Mesaj yerine ulaşmış olmalı ama kurtuluşun anahtarı olabilecek miydi? Göreceğiz artık. Nasıl bir son bekliyor, ben de kestiremiyorum. Bilinçaltım da neler dönüyor? İncelemek mümkünse ve “nasıl olacağını? Biliyorsa eğer, bana ulaşabilir mi?

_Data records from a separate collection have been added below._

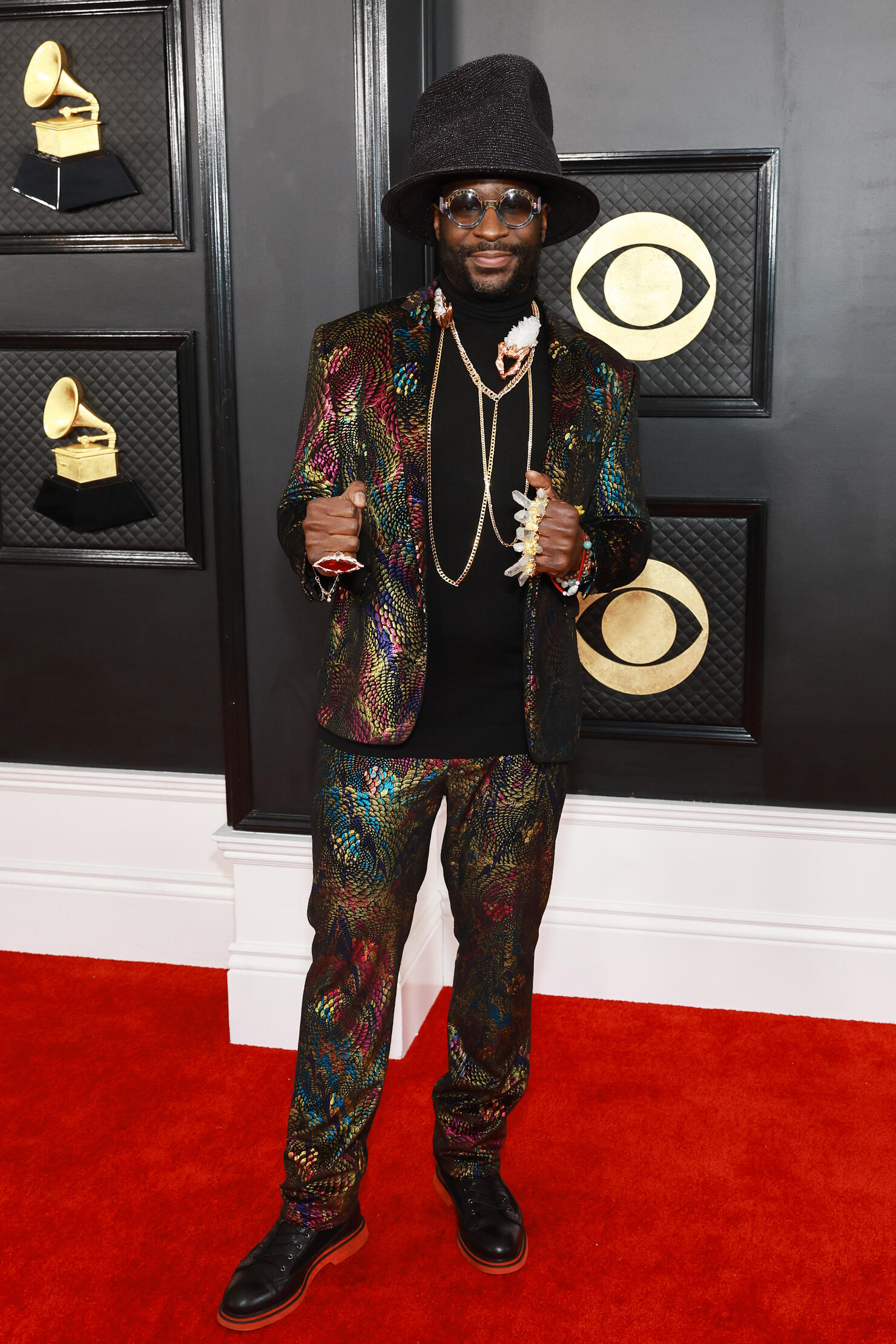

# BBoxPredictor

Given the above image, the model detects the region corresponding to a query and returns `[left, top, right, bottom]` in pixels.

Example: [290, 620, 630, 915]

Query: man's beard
[440, 240, 541, 298]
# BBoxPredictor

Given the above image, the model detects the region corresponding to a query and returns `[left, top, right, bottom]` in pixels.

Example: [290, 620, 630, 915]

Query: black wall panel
[0, 4, 223, 771]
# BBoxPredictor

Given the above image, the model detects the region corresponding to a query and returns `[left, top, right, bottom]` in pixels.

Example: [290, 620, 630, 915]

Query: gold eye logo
[576, 561, 710, 695]
[570, 209, 716, 361]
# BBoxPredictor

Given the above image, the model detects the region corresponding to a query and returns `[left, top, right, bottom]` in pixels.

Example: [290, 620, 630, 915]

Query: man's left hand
[525, 472, 584, 579]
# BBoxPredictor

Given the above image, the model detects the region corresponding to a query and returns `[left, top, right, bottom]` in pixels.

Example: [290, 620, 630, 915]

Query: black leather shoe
[217, 1208, 369, 1331]
[432, 1167, 528, 1274]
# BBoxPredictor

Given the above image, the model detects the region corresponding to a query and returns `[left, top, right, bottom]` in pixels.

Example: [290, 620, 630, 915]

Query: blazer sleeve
[277, 326, 340, 602]
[579, 366, 653, 597]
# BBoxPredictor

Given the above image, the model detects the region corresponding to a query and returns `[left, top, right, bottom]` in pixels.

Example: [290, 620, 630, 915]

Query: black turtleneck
[323, 275, 551, 758]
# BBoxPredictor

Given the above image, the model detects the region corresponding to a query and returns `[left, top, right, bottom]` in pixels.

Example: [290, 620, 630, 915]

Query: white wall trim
[214, 814, 443, 1059]
[0, 761, 226, 804]
[545, 897, 896, 952]
[563, 793, 896, 844]
[0, 763, 234, 966]
[0, 763, 896, 1037]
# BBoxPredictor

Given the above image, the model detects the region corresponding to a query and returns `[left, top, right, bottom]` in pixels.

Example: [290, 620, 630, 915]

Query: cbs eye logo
[570, 209, 716, 360]
[576, 561, 710, 695]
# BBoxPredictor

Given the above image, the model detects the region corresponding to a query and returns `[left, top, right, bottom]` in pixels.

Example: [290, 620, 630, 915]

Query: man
[219, 55, 650, 1329]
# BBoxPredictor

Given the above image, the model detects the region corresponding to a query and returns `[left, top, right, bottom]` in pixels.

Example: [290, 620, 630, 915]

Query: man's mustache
[456, 243, 532, 257]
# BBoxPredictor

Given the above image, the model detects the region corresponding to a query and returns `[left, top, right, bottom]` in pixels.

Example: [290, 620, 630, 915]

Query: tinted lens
[449, 191, 483, 228]
[501, 191, 532, 228]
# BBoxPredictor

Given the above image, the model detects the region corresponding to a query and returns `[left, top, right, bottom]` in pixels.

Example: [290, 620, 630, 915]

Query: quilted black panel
[0, 10, 172, 234]
[579, 518, 748, 733]
[0, 346, 184, 551]
[539, 168, 759, 398]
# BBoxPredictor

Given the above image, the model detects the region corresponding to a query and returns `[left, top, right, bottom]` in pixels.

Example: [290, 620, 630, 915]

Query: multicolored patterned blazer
[278, 278, 650, 761]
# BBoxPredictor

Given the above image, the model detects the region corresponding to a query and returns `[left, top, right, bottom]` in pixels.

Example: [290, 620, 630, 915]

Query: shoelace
[254, 1223, 313, 1274]
[464, 1176, 509, 1216]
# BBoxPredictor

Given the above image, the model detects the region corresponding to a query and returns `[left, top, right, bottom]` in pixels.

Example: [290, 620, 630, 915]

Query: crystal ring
[313, 551, 364, 574]
[504, 487, 548, 587]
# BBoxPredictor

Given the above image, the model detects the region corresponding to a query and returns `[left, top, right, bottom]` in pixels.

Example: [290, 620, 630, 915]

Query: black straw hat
[383, 55, 601, 246]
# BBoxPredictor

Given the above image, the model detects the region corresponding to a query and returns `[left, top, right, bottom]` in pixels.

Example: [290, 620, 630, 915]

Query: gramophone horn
[43, 378, 116, 444]
[24, 42, 99, 110]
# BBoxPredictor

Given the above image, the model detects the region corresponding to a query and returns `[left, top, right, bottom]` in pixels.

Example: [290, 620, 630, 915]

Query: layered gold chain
[426, 314, 535, 587]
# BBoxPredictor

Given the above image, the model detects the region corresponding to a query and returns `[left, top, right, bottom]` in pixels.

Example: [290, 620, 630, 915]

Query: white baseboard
[535, 794, 896, 1021]
[0, 765, 896, 1037]
[0, 765, 234, 966]
[215, 806, 442, 1059]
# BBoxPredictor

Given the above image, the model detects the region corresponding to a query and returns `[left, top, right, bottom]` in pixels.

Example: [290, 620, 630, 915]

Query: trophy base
[33, 476, 156, 532]
[12, 149, 140, 209]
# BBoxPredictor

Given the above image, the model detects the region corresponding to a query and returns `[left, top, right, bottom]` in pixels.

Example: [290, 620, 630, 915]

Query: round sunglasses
[440, 187, 541, 228]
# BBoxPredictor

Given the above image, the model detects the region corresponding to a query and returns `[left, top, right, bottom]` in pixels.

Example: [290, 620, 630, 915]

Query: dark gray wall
[0, 5, 223, 771]
[225, 0, 357, 813]
[440, 0, 896, 808]
[225, 0, 896, 814]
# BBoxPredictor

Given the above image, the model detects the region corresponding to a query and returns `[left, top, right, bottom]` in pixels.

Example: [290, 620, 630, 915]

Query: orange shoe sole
[432, 1167, 529, 1274]
[217, 1220, 371, 1331]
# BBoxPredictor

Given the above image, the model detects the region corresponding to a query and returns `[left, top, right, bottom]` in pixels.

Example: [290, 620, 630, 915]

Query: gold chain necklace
[426, 314, 535, 587]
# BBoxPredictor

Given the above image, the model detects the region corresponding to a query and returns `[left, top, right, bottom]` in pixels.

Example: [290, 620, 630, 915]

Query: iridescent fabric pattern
[282, 743, 567, 1227]
[278, 286, 650, 762]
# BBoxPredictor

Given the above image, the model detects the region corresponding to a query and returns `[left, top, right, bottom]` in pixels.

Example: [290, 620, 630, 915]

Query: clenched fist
[525, 472, 584, 579]
[302, 481, 367, 564]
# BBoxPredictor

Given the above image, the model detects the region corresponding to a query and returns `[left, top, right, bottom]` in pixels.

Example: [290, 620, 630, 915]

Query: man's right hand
[302, 481, 367, 564]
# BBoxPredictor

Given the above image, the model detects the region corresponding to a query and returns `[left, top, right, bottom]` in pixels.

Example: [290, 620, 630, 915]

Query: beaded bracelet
[551, 536, 591, 597]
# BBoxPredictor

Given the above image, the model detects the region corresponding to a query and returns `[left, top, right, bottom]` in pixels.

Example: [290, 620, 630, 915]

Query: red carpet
[0, 953, 896, 1344]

Harris’in gitmesi gereken yer “Tyron Ormanı”… Her ayın son dolunayında, o mağaraya geçit açılıyormuş. Güneşin batmasını ve ayın yeryüzünü aydınlatmaya başlamasını beklemeye başlamış. Hazırlanın! Savaş kapıda. Saat şu an 06.54, uyusam mı?

Diğer tarafta neler oluyor? Zeus, Sancu ve Pyarioneva konuşuyorlar elbette. Pyarioneva olayın şaşkınlığını üstünden atamamış durumda, Sancu kızı için endişeleniyor, Zeus ise dünya için endişeleniyor. Eh be Sancu! Dünya tehlikede dünya.  Kızın için endişelenmekte haklısın ama biraz da dünyayı düşünsen?

Pyarioneva; “Şimdi neler olacak?” diye söze girdi ve bizi bekleyen tehlike  bu kadar büyüktü ve bunu yıllarca sakl…

            Sancu lafa girerek; ben de daha dün gördüğüm rüya sayesinde öğrendim. Haksızlık etme bana. Bu kadar büyük bir güce sahip olduğunu Meralian dışında kimse bilmiyormuş.

Zeus; Bununla ilgili rivayetler duymuştum ama gerçek olmasına ihtimal bile vermiyordum. Bir mağaradan bahsedilirdi ama mağaranın ne adını bilen var, ne de yerini bilen… Mağaranın güçlü ve yenilmez bir büyücü tarafından korunduğu söylenir ama ben yine de araştırmaya başlayacağım.

O esnada güneş batmış, ay yavaşça gökyüzüne yükselmeye ve ışığıyla yeryüzünü aydınlatmaya başlamıştı bile. Bunun ne anlama geldiğini biliyorsunuz, değil mi? Harris’in zamanı geldi.

Onları mağaranın girişinde kim karşılayacaktı? Hatırlıyor musunuz? Hadi, cevabı sizden duyalım. Evet, Cheko… İyi bir okuyucu olduğunuzu görüyorum. Harcadığım enerjiye değersiniz. Ben kahvaltı molası vereceğim sanırım, birazdan görüşmek üzere.

Nerede kalmıştık? Dünyanın sonu geliyordu galiba…

Cheko, Harris’e dönerek; “Bu ne cüret? Buraya ne hakla bir orduyla dayanırsınız.” diye haykırmış ve elinde tuttuğu asasıyla Harris’e doğru hamle yapmış ama Harris kolayca savuşturmuş. Harris’in kütüphanesi en zengin kütüphaneler arasındaydı hatırlayacak olursanız. Her türlü tedbiri alarak gelmişti buraya. O güçleri elde etmeden böyleyse, Pyarioneva’nın güçlerini de aldığını düşünsenize. Tam bir kaos oluşacak. Onu yenebilecek tek güç şu an için “Zeus” gözüküyor ama şartlar hızlıca değişebilir.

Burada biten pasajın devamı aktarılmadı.